Karma chameleons: Sensitivity and the photographer

It is a question I am often asked: “Do photographers have an emotional side that brims over when they cover events that claims the lives of people?” In fact, it was only last week that this was asked of me again. The answer is that photographers are more emotional than your average Joe, who runs the rat race on a routine track, mimicking a well-oiled machine.
The question, however, did transport my mind back to two events that shook me and those around me. One was the plane crash on February 14, 1990 which claimed more than 90 lives, and the second took place at Charkhi Dadri — a mid-air collision between Saudi Arabian Flight 763 and an Air Kazakhstan Flight 1907, which left no survivors, killing 349. On both occasions, I was ‘un’fortunate enough to reach the epicentre of the carnage before other photographers. Also, one can’t help but remember the nightmarish scenarios thrown up by communalism; a pot far too often stirred by those political machinations that claim to prevent the broth boiling over.The only answer I had, to the query, was, “We [photographers] have a very big heart and that is why we keep doing what we do.” The questioner nodded, but looked at me rather quizzically. I explained to him that a photographer covers a human tragedy, or attempts to, without sympathy or bias, unlike the writer who has the option of detaching himself from the scene, far too often geographically. The photographer has to be ‘kissing distance’ away from the dead and maimed, but yet be stoic in his documentation of the scene.

The photographer has to be ‘kissing distance’ away from the dead and maimed, but yet be stoic in his documentation of the scene.

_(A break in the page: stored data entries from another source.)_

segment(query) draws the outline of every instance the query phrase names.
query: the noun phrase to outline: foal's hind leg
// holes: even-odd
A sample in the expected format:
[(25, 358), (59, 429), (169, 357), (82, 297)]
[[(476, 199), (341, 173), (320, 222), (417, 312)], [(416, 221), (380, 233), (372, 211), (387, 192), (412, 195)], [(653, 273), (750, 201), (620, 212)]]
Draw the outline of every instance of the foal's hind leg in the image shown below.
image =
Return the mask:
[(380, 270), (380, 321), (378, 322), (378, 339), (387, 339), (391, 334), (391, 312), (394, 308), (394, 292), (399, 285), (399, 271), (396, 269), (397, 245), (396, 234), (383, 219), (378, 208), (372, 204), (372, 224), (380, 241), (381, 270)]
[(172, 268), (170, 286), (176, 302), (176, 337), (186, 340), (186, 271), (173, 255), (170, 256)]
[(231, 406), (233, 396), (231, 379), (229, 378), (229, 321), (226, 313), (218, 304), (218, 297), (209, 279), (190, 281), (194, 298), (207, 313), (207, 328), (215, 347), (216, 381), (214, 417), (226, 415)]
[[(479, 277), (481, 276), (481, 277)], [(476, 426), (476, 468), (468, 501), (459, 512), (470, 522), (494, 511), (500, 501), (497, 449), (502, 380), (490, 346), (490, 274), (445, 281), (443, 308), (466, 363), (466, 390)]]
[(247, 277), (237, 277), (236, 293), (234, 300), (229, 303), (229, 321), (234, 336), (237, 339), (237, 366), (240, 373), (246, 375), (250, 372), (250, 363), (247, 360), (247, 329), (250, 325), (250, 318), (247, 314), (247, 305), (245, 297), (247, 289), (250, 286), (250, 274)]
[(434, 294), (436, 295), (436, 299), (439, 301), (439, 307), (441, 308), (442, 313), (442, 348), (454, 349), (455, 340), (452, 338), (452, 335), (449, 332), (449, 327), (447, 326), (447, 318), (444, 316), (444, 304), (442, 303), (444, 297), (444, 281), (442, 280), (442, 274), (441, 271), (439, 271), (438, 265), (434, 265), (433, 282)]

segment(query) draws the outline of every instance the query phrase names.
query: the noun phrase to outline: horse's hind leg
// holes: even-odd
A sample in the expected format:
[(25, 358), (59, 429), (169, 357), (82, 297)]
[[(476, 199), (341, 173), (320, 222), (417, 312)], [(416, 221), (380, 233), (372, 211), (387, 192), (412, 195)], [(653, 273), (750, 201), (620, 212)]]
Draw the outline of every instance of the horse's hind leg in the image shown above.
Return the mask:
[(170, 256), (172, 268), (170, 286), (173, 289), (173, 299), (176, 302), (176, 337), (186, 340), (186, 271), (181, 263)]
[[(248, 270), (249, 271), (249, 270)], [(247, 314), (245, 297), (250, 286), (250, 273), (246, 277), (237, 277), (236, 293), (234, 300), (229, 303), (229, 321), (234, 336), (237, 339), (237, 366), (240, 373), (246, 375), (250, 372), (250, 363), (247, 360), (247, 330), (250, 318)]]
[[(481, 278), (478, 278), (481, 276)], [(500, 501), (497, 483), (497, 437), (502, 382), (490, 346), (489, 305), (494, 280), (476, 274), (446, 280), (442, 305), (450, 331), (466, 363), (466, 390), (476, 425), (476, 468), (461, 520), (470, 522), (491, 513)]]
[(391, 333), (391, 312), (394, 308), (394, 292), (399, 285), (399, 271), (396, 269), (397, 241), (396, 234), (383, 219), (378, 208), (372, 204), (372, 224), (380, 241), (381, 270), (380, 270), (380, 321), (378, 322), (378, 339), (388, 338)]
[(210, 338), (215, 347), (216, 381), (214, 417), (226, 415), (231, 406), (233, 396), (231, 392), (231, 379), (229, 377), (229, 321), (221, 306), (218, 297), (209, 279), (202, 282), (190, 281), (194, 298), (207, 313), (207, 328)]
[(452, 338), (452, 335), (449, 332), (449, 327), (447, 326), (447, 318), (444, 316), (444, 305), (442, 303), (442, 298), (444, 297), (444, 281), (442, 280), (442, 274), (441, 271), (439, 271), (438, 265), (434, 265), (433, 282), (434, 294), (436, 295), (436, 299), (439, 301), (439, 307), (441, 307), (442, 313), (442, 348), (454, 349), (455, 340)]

During the 1990 crash, I photographed rescue workers removing the remains of a young girl, charred beyond recognition. At the time, the image before me had not impact on my psyche. It was much later, as I was making the prints that the gorgons in the image emerged and emblazoned themselves in my mind. It is something I will take with me to the grave.
This is every photographer’s Dharma in this Karma, and if given another chance, in another Karma, to perform the same Dharma, for most photographers, the answer will be a vociferous ‘no’.